A New York doctor who survived Ebola infection more than a decade ago said he worries for the health care workers at treatment centers. latest outbreak In a remote province in eastern Congo.
Dr. Craig Spencer, an emergency room physician and public health professor at Brown University, told CBS News on Friday, “Health care workers are a group that I’m really worried about because they are in very close contact with people when they are most contagious, and especially when people are dying.”
Authorities in Congo’s eastern Ituri province are dealing with a new Ebola outbreak suspected of causing at least 246 cases and 65 deaths, the Africa Centers for Disease Control and Prevention announced on Friday.
This is the 17th Ebola outbreak in Congo since 1976. The most severe of these Ebola outbreaks killed more than 11,000 people between 2014 and 2016.
“We are very aware that the country has experience, but this is happening in a very unstable area with a continuing deterioration of the humanitarian situation and migration of people from South Sudan to Uganda and other areas,” Dr. Abdi Rahman Mahmoud, director of health emergency alert and response operations at the World Health Organization, told a news conference on Friday.
spencer Infection with Ebola virus In September 2014, he was in Guinea working with the non-profit organization Doctors Without Borders. He spent three weeks working with Ebola patients in Guinea.
When he returned to New York City the following month and returned home on October 17, 2014, he said he began self-monitoring, taking his temperature twice a day.
On October 23, 2014, less than a week after returning home, he developed fever symptoms and was taken by ambulance to Bellevue Hospital, the designated Ebola treatment center at the time.
Health officials tested and decontaminated his apartment, and his then-fiancée and two friends were quarantined.
“The Zaire strain I had seems to have the highest mortality rate, but they all produce very similar symptoms of fatigue [that] It ultimately leads to vomiting, diarrhea, extreme weakness and weight loss,” Spencer said.
he Hospitalized 19 days in Bellevue full recovery. He received a combination of antiviral and experimental treatments, as well as blood transfusions from Ebola survivors.
“Let me tell you, you’re in a room by yourself for 19 days with nothing but a little window, a little screen … and a service provider who comes in a space suit a couple of times a day. That’s your only human interaction,” Spencer said. “But I’m lucky because I’m alive, whereas most people who get Ebola don’t, especially the people I was caring for in West Africa and Guinea.”

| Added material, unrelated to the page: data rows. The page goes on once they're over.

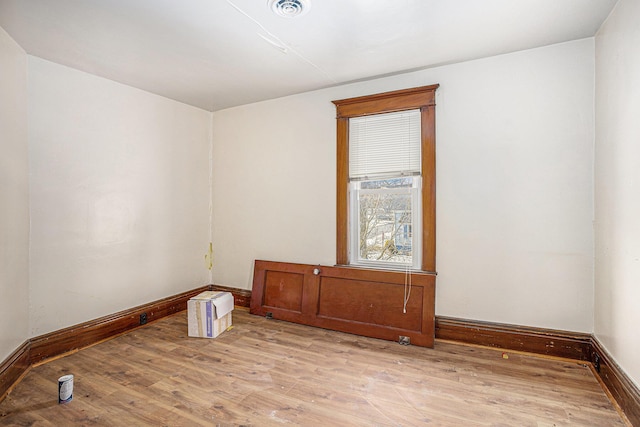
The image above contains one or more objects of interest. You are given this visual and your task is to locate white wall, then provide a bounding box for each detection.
[0,28,29,362]
[28,57,211,336]
[595,0,640,392]
[213,39,594,332]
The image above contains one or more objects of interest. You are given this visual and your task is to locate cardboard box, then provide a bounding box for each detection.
[187,291,233,338]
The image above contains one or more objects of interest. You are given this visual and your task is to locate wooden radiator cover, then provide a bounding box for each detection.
[251,261,435,347]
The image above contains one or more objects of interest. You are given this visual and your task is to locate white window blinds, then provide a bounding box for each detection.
[349,110,421,181]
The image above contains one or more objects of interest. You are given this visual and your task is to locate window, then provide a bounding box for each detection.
[333,85,438,271]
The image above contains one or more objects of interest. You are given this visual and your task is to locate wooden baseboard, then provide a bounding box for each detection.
[0,340,30,402]
[591,337,640,426]
[29,286,209,365]
[436,316,591,361]
[0,285,640,426]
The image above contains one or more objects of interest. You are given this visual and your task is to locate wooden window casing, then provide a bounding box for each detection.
[332,84,439,272]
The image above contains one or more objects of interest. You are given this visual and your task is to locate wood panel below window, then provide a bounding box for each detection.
[251,261,435,347]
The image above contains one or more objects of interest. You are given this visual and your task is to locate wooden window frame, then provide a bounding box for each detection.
[332,84,439,272]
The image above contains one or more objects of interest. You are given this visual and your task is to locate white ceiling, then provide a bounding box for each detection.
[0,0,617,111]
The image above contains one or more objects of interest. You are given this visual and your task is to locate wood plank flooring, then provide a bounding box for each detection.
[0,310,625,427]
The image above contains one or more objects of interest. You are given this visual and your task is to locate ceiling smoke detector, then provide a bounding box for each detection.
[269,0,311,18]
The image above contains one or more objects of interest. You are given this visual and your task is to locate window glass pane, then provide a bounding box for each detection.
[356,178,414,265]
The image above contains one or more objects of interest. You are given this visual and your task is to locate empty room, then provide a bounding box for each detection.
[0,0,640,426]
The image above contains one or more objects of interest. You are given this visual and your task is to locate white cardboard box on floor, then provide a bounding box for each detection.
[187,291,233,338]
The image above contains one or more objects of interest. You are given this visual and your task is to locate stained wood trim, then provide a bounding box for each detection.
[0,340,30,402]
[591,336,640,426]
[251,260,435,347]
[332,84,440,272]
[332,84,440,118]
[421,105,436,272]
[336,118,349,265]
[209,285,251,308]
[29,286,210,364]
[436,316,591,361]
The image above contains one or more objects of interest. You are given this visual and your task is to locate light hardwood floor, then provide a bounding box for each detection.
[0,310,625,426]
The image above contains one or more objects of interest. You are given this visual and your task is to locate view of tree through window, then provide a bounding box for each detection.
[356,177,415,265]
[332,84,438,271]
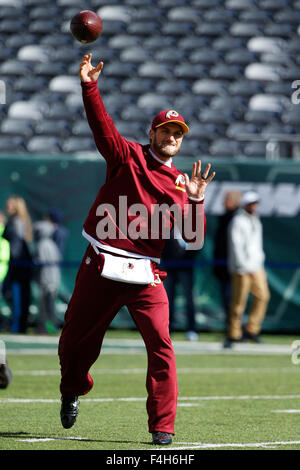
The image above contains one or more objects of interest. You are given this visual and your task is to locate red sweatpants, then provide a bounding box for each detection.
[58,246,178,434]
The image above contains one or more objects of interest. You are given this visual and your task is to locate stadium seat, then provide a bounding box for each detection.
[26,136,62,154]
[72,119,92,137]
[249,94,291,113]
[120,104,154,123]
[244,109,280,125]
[247,36,284,53]
[119,46,152,63]
[173,62,207,80]
[209,138,243,157]
[17,44,49,62]
[0,59,31,76]
[192,79,228,96]
[243,142,267,158]
[28,19,60,34]
[29,3,61,20]
[212,33,247,52]
[127,20,160,37]
[224,48,259,66]
[62,135,96,153]
[228,79,264,97]
[121,77,155,95]
[49,75,81,93]
[189,47,222,65]
[0,0,300,158]
[14,75,47,93]
[1,118,34,137]
[105,61,137,78]
[131,6,164,22]
[167,5,201,23]
[193,0,224,10]
[178,36,209,51]
[226,121,263,140]
[263,23,297,38]
[230,21,264,38]
[153,78,191,95]
[154,47,185,65]
[115,121,143,140]
[0,135,26,153]
[245,63,282,82]
[203,8,238,24]
[35,119,71,137]
[180,137,209,157]
[46,102,75,121]
[137,92,173,111]
[8,101,48,120]
[97,4,132,23]
[198,108,235,125]
[225,0,257,10]
[33,62,65,78]
[108,34,142,49]
[196,22,228,37]
[190,121,224,141]
[138,61,173,79]
[209,64,244,80]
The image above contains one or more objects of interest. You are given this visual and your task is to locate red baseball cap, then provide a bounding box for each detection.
[151,109,189,134]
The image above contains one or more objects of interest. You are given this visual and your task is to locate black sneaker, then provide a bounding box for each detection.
[60,397,79,429]
[152,431,172,446]
[244,330,263,344]
[0,364,12,388]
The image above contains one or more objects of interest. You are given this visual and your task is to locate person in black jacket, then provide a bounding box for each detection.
[3,196,32,333]
[162,227,198,341]
[213,191,241,325]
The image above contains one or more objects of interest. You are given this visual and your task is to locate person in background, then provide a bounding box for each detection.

The latest outbreak is believed to be a strain called Bundibuggio Ebola virus (BDV), CBS News medical correspondent Dr. Céline Gounder reports. Gounder said the strain had been responsible for only two known outbreaks before, one in Uganda in 2007 with 55 cases and another in Congo in 2012 with 57 cases.
There are currently no approved vaccines or treatments for BDV, she said.
“Medical professionals seem very concerned about the possibility or ability to control this condition,” Gund said. “When we heard the news, this was already a major outbreak. There had been multiple deaths. This is an Ebola virus and we have no treatment and no vaccine.”
The Africa Centers for Disease Control and Prevention reports that only 20 samples have been tested so far, with 13 confirmed positive.
The U.S. has been the largest outside player in the Ebola response in the past, but now experts are worried about the impact of the Trump administration Disband USAID and its withdrawal United States from the World Health Organization.
Spencer said he believes there may be a connection between USAID’s closure and the fact that the latest outbreak was not officially announced until Friday. He said it was also concerning that the White House did not have a director of the Office of Epidemic Preparedness and Response. Gerald Parker named by Trump management office In February 2025, he resigned later that year, and the position remains vacant to this day.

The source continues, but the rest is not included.